Sbarchi all'Orte: arrestati i due scafisti brindisini, trasportavano 10 migranti siriani e somali

giovedì 2 giugno 2016
Sbarco nei pressi di Otranto: i 10 richiedenti asilo  - 8 uomini e donne di nazionalità somala e due uomini siriani - sono stati rintracciati dalla Guardia di Finanza a pochi metri dalla costa. Arrestati i due scafisti brindisini.
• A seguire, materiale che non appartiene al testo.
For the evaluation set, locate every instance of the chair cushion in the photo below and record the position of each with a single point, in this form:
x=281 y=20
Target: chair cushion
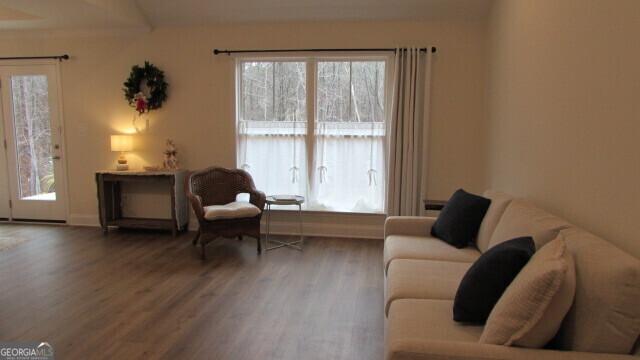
x=425 y=248
x=460 y=219
x=605 y=316
x=488 y=278
x=233 y=210
x=417 y=320
x=499 y=203
x=423 y=279
x=531 y=310
x=523 y=219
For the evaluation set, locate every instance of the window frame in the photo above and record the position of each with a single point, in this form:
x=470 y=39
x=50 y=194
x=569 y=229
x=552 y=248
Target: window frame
x=311 y=62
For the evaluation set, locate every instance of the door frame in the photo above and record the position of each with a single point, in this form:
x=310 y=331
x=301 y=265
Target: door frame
x=61 y=124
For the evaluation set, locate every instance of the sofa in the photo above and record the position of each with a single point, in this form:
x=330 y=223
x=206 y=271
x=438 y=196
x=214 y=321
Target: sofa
x=422 y=275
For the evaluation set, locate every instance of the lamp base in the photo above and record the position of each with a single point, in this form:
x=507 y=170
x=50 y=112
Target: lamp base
x=122 y=167
x=122 y=163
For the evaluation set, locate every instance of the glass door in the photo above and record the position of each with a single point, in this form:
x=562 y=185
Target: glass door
x=5 y=213
x=33 y=142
I viaggi della speranza non si fermano. Dieci persone provenienti da zone di crisi, in questo caso Somalia e Siria, sono arrivate vicino Otranto, in località Orte. A lucrare sulle loro spalle due scafisti italiani, del brindisino.
L'imbarcazione è stata rintracciata nella prima mattinata di oggi da una vedetta veloce del Reparto Operativo Aeronavale della Guardia di Finanza di Bari durante le quotidiane missioni di pattugliamento nel canale d’Otranto. Lo scafo, palesemente carico di persone, stava per attraccare vicino la costa. I finanzieri hanno quindi dato l'allarme, chiamando per ricevere supporto sia da mare che a terra. Le pattuglie si sono dunque dirette verso la barca riuscendo, nonostante le difficoltà della vicinanza della costa, a porre fine alla corsa del mezzo e ad individuare gli scafisti e catturarli.
Buona parte dei migranti all'arrivo della vedetta erano ancora a bordo, tre persone, già sbarcate a terra, sono state ndividuate e accompagnate con il resto del gruppo al centro di identificazione Don Tonino Bello di Otranto.
Il mezzo, uno scafo in vetroresina di circa sette metri con un potente motore da 150 cavalli, è stato sequestrato. I 10 migranti, 8 uomini e donne di nazionalità somala e due uomini siriani, sono tutti in buone condizioni di salute.

I due scafisti brindisini, O.A. 32enne e T.F. 39enne, sono stati arrestati per favoreggiamento all’immigrazione clandestina e posti a disposizione dell’Autorità Giudiziaria di Lecce. I migranti, dopo la prima assistenza, sono a disposizione del pool antimmigrazione interforze per le procedure di rito.

Al momento del fermo, è stato attivato anche il dispositivo antimmigrazione coordinato tra le varie forze di polizia e Capitaneria di Porto, che ha svolto dei controlli per verificare l’eventuale presenza di altri scafi. 

Alle operazioni ha partecipato anche un elicottero del Gruppo Aeronavale della Guardia di Finanza di Taranto per il controllo a largo raggio del mare nel canale d’Otranto.